At a young age growing up in Dothan, Alabama, Hospital Corpsman 2nd Class Robert Park knew he wanted to join the military like so many in his family before him. During the summer of his junior year in high school, Park approached his parents and told them he didn't want to remain in public school. His goal was to pursue the military and he wanted to attend Lyman Ward Military Academy, a military boarding school in Alabama.
“I completed my two remaining years at Lyman Ward Military Academy and graduated as battalion commander of the school's [Junior Reserve Officers' Training Corps,],” Park said.
After graduation, Park attended Troy University to study criminal justice, but after the first year of school he began to lose focus.
“I partied a little too much,” Park said. “Once my parents found out, they said ‘no, you're done.'”
Park, no longer a student at the university, applied for classes at a local community college. Frustrated with the feeling of not advancing anywhere, he made the decision to quit college all together.
“I was not going anywhere there,” Park stated. “I was going to go do what I wanted to do from the start.”Park followed his childhood goal and the family tradition of military service, enlisting into the Navy in December of 2006. Several of his family members had served as pilots in the military, but a different job caught Park's eye.
“I was looking at the list of jobs available to me and corpsman stuck out the most, mainly because of my grandfather,” Park explained. “He was a Marine, and when I asked him what he thought about it he told me I should be a corpsman.”
Now a combat trauma management instructor with the 1st Marine Division Surgeon's Office, Park is given the opportunity to impact the lives of the Sailors and Marines he teaches.
“What motivates me the most is seeing that I'm making a difference,” Park said. “I am the one teaching these Sailors and Marines how to save lives in combat. I love it. I don't think there could be another job right now that could make me feel as satisfied as I do as an instructor. It's always something I am going to hold on to.” Park added, “I have the torch now and I am going to carry it on until the next person comes to take it from me.”

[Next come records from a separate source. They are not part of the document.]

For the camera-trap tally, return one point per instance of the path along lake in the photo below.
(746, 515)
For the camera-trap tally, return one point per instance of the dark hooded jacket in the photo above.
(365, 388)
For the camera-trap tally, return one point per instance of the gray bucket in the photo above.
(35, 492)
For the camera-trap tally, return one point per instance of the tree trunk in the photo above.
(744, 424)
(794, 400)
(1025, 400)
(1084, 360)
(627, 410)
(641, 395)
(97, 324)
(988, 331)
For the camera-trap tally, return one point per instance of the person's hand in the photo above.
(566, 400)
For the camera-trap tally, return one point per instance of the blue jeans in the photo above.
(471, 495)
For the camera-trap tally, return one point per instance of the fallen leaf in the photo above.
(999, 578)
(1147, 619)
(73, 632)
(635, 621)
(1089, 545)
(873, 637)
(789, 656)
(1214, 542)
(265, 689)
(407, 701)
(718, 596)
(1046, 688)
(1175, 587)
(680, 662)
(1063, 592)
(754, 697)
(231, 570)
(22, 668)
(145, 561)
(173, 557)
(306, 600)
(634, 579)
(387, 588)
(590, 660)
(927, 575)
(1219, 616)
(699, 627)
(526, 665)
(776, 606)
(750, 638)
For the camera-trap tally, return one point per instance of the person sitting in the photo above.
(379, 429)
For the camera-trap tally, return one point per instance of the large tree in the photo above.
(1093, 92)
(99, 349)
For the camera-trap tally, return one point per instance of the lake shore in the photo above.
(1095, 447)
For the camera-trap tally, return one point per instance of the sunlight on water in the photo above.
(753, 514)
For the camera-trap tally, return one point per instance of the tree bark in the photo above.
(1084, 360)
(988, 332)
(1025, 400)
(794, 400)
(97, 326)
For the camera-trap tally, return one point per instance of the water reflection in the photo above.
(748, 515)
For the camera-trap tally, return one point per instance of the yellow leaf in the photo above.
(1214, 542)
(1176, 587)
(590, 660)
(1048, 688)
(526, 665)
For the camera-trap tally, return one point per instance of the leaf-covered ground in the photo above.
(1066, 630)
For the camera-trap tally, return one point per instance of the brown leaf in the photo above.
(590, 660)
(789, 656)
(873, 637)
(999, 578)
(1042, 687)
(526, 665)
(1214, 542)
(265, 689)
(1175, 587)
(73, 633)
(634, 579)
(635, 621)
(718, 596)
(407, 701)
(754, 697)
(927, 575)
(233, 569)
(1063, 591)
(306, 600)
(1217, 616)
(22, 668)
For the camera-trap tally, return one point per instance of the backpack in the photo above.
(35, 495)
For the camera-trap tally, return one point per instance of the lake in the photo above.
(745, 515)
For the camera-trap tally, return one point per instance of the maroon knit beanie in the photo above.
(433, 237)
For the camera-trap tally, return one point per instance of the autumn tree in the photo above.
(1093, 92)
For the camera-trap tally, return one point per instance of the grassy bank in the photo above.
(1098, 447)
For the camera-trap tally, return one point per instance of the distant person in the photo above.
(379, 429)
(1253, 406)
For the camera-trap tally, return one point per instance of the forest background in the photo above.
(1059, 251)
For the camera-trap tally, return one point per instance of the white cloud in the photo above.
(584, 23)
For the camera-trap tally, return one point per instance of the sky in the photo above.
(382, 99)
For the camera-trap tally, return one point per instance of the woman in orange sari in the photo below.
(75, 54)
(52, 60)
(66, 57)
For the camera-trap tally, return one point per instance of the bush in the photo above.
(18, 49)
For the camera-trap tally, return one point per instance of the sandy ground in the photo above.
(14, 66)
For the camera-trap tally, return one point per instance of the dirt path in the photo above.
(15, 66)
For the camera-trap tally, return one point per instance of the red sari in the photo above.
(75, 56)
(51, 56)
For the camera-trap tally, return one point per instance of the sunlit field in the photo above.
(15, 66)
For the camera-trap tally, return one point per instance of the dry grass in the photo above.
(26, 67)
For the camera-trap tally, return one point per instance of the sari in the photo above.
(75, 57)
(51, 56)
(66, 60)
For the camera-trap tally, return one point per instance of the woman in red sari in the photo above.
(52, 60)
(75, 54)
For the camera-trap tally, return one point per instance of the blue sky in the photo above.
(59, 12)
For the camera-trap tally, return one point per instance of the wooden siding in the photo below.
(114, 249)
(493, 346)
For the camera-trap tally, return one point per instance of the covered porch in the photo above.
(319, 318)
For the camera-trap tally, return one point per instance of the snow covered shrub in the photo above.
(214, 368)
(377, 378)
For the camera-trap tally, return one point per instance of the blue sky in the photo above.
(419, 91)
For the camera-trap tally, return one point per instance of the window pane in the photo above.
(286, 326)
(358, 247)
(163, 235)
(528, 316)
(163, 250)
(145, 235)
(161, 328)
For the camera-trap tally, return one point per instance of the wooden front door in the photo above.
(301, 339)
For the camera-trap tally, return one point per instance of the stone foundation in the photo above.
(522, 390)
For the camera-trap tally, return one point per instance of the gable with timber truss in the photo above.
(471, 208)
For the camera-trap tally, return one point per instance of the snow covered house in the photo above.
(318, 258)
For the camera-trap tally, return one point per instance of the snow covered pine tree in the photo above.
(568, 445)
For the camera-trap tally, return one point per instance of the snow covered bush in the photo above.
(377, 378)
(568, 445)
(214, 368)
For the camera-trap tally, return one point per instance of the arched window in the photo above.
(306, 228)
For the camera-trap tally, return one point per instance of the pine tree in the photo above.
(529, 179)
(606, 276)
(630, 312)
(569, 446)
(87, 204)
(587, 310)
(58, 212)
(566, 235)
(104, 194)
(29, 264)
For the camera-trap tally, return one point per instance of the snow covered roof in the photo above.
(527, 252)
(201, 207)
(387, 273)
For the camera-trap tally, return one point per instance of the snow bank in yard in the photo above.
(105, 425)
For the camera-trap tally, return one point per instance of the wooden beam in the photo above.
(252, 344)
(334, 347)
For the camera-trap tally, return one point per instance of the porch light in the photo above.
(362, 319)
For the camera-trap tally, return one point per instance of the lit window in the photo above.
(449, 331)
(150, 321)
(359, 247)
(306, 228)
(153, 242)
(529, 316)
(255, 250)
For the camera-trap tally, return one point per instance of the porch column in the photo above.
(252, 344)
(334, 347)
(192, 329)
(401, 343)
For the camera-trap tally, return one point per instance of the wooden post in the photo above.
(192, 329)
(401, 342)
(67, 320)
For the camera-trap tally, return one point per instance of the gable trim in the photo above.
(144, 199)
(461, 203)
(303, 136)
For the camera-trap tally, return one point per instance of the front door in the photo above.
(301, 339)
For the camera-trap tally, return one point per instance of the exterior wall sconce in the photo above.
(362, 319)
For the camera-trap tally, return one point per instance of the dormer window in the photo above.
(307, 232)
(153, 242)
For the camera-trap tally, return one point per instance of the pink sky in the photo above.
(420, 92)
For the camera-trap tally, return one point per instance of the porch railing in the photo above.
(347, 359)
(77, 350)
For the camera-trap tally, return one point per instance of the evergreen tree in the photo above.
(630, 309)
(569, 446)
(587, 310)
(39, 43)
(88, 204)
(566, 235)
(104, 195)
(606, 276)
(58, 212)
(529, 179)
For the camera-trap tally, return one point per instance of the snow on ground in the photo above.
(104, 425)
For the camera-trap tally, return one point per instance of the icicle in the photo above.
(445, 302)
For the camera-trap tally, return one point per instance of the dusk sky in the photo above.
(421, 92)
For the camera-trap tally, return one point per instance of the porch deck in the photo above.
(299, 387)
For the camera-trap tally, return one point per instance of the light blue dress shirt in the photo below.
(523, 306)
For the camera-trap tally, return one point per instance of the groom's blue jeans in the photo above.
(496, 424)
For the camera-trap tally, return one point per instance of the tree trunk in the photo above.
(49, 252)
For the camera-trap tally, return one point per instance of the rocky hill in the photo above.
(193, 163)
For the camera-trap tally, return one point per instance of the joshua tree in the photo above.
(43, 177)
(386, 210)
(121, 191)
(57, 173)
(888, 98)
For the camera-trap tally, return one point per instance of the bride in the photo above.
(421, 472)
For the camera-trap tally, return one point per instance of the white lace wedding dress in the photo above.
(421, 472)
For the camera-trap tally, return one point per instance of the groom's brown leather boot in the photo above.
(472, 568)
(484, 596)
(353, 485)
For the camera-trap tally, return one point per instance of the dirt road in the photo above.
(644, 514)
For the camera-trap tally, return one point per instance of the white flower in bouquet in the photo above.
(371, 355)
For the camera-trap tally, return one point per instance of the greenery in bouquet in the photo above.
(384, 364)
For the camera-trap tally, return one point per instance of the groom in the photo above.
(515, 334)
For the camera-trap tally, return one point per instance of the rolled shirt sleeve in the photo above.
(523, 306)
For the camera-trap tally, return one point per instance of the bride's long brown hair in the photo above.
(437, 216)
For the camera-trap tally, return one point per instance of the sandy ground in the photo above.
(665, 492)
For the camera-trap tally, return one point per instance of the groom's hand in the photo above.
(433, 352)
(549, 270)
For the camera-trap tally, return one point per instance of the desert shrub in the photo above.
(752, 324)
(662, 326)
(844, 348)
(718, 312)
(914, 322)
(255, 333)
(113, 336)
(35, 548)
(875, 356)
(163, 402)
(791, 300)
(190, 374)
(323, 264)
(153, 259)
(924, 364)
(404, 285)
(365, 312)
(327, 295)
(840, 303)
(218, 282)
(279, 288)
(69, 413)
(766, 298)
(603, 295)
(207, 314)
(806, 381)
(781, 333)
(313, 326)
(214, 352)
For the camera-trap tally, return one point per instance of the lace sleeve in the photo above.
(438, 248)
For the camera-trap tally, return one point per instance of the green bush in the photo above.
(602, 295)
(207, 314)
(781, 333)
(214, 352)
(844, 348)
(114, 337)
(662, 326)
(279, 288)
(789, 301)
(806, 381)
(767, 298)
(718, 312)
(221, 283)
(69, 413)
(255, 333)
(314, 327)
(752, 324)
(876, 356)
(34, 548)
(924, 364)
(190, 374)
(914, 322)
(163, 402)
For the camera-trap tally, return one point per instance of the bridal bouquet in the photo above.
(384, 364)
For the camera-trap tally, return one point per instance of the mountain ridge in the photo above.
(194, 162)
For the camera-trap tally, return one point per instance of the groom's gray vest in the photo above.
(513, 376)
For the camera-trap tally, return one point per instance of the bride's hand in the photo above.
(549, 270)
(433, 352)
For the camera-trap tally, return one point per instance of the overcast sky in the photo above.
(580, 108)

Park said the mentorship and support from the Sailors and Marines he's had the chance to work with during experiences both good and bad shaped him into the Sailor he is today. Park's hard work and dedication has not gone unnoticed.
Park's command selected him to represent 1st Marine Division in front of a review board for I Marine Expeditionary Force Junior Sailor of the Year, which is recognition of a sailor's superior performance, outstanding achievement, exemplary personal conduct and military bearing.
“I was nervous and happy to be selected,” Park explained. “I was happy to do it because I am representing 1st Marine Division. The nervous part was that I was representing 1st Marine Division. I'd be the face of 1st Marine Division's junior Sailor.”
The review board staffed by Navy master chiefs selected Park from the pool of Sailors in I MEF to earn the prestigious recognition for his superior performance and outstanding achievements.
Navy Hospital Corpsman Petty Officer 2nd Class Robert Park, a combat trauma management instructor with the 1st Marine Division Surgeon's Office, stands at attention during an award ceremony aboard Camp Pendleton, Calif., Feb. 29, 2016. Park was selected as I Marine Expeditionary Force's Junior Sailor of the Year, and was awarded the Navy and Marine Corps Commendation Medal by Lt. Gen. David Berger, commanding general of I MEF. (U.S. Marine Corps photo by Staff Sgt. Justin Kronenberg)
Honored by the selection, Park said he finds the most rewarding part of his job not being selected as Junior Sailor of the Year but knowing that someday a Sailor or Marine he had as a student will save a life.
“Whenever something does happen down the line and these Sailors and Marines I've taught have to go and do what they have been taught and save someone's life to prevent names from going on memorials, to prevent names from going on walls, to prevent names from going on memorial bands. That's the most rewarding thing to me,” Park said.
Park continues to carry the torch and remains focused not on his personal awards and achievements but of the lives that can be saved by the Sailors and Marines he teaches.